I can't see a reason for your capture.
Now we can loop:
quietly forval i = 1/`=_N' {
su individual_income if id == partners_id[`i'], meanonly
replace partners_income = r(max) in `i'
if r(N) > 1 replace problem = r(N) in `i'
}
So, the logic is
foreach observation
find the partner's identifier
find that income: summarize, meanonly is fast
that should be one value, so it should be immaterial whether we pick it up from the results of summarize as the maximum, minimum, or mean
but if summarize finds more than one value, something is not as assumed (mistakes over identifiers, or multiple partners); later we edit if problem and look at those observations.
Notes:
We can make comparison safer by restricting computations to the same household by modifying
if id == partners_id[`i']
to
if id == partners_id[`i'] & household == household[`i']

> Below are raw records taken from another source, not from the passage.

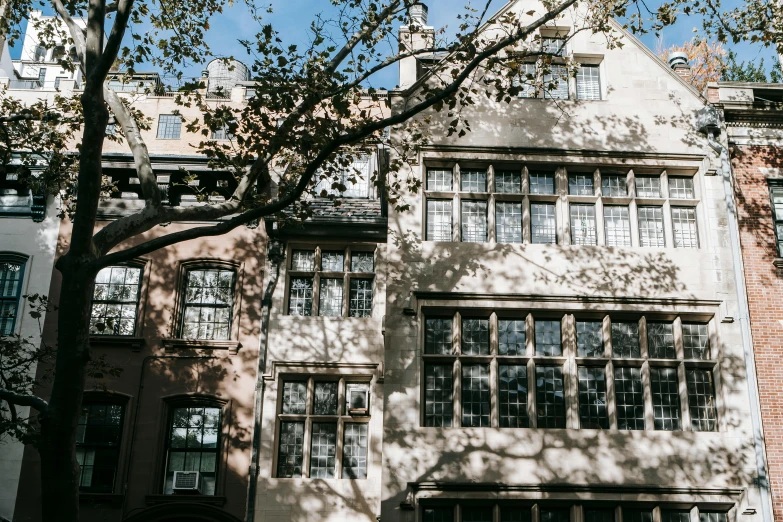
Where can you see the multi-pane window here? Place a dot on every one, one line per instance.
(588, 82)
(319, 435)
(617, 226)
(98, 435)
(115, 301)
(331, 283)
(193, 444)
(513, 371)
(684, 227)
(583, 224)
(169, 127)
(651, 227)
(208, 302)
(543, 224)
(11, 276)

In one place you have the variable partners_location which looks like a typo for partners_id.
Cute solution
Assuming that partners name each other as partner (and this is not the forum to explore exceptions), then couples have a joint identity which we obtain by sorting "John Joanna" and "Joanna John" to "Joanna John" or the equivalent with numeric identifiers:
gen first = cond(id < partner_id, id, partner_id)

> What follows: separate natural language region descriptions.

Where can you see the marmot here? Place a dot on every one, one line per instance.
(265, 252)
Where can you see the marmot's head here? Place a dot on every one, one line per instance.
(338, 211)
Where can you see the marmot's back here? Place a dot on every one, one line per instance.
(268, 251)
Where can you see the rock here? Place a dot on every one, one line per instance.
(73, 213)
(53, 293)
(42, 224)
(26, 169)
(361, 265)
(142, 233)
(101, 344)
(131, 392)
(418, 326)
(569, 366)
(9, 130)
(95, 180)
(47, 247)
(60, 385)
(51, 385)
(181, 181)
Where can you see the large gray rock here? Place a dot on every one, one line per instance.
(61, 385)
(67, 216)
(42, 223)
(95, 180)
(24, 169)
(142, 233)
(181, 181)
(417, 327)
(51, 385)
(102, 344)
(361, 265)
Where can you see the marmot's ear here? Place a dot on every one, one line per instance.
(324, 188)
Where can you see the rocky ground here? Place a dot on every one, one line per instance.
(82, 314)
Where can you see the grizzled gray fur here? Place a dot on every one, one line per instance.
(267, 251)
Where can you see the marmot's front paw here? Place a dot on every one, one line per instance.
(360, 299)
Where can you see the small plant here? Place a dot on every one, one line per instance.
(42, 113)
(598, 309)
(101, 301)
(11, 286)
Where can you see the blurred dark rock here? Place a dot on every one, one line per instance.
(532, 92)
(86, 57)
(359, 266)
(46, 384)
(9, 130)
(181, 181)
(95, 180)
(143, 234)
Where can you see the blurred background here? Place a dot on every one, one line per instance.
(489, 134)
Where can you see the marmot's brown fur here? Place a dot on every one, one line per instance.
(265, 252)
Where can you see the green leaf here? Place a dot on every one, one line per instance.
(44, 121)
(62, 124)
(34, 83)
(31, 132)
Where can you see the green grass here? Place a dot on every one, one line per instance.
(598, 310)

gen second = cond(id < partner_id, partner_id, id)
egen joint = concat(first second), p(" ")
first and second just mean in numeric or alphanumeric order; this works for numeric and string identifiers. You may need to slap on an exclusion clause such as
if !missing(partner_id)
Now
bysort household joint : gen partners_income = income[3 - _n] if _N == 2
Get it? Each distinct combination of household and joint should be precisely 2 observations for us to be interested (hence the qualifier if _N == 2). If that's true then 3 - _n gives us the subscript of the other partner as if _n is 1 then 3 - _n is 2 and vice versa. Under by: subscripts are always applied within groups, so that _n runs 1, 2, and so forth in each distinct group.
If this seems cryptic, it is all spelled out in Cox, N.J. 2008. The problem of split identity, or how to group dyads. Stata Journal 8(4): 588-591 which is accessible as a .pdf.